I think I originally had BEGIN and END sections for each code generation section. I noticed these are gone.

since we're just overwriting a template for now it doesn't really matter, but at some point we may want to be able to support regenerating the code of an existing project without clearing out any changes written in by the user. This is where having begin/end sections works well, because it signals the user to not write code in those sections, but can also be used to make sure that everything outside of those sections are preserved during a regeneration.

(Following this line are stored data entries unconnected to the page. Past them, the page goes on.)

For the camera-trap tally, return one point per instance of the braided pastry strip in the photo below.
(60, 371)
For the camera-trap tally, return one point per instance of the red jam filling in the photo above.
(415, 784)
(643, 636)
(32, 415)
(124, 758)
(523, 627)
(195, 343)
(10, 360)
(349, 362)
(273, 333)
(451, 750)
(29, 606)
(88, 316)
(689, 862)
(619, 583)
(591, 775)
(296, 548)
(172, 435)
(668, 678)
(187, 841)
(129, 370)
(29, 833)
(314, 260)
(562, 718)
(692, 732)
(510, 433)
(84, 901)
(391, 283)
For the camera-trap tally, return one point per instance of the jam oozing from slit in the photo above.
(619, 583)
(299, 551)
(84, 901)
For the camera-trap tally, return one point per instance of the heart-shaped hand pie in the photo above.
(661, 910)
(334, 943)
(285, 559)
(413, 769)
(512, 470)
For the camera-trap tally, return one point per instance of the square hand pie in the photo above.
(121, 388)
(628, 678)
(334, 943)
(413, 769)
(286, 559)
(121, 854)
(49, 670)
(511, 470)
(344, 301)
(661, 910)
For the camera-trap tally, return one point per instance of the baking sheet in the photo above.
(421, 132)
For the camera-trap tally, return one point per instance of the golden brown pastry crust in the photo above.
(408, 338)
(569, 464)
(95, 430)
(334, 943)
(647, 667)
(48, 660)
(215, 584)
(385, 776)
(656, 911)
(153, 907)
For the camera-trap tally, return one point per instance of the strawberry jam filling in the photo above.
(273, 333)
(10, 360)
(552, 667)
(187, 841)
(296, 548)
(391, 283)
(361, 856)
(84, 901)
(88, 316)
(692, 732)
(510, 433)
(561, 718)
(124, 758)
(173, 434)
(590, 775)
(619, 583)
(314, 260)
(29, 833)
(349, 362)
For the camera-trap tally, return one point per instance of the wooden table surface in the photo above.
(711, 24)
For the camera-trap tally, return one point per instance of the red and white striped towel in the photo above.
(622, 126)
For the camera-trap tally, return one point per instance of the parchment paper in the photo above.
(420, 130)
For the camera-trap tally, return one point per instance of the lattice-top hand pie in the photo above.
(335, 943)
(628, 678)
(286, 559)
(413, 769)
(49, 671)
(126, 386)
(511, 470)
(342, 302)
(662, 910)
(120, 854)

The generateCpp function is going to end up being realllyyyy long and really chaotic with all of the board specific stuff that's happening. This might be a good use for making a Board class that has functions for returning each section of code, the Board base class can have default stuff, or even the generic Seed replacements, and then you can make subclasses for each breakout board to change only what you need to change for specific boards. I think long term this will help clean things up a bit, and make it easier to add more breakout boards in the future without having to jump into the middle of a lot of code.

When we do get to adding a Parameter Manager of some sort we should wrap in default mappings for the OWL Pedal's generic parameters (Channel-A-E, etc. I believe -- not sure how that works out when it gets to hvcc, though).

Next step

From there I think this will be merge-able. The parameter rework, and simplification can be done in a separate PR afterwards.

Overall, great work so far. This is definitely shaping up.

beserge commented 4 years ago

The latest version reiles on my callback PR in libdaisy. The script now defaults to mc callbacks for simplicity.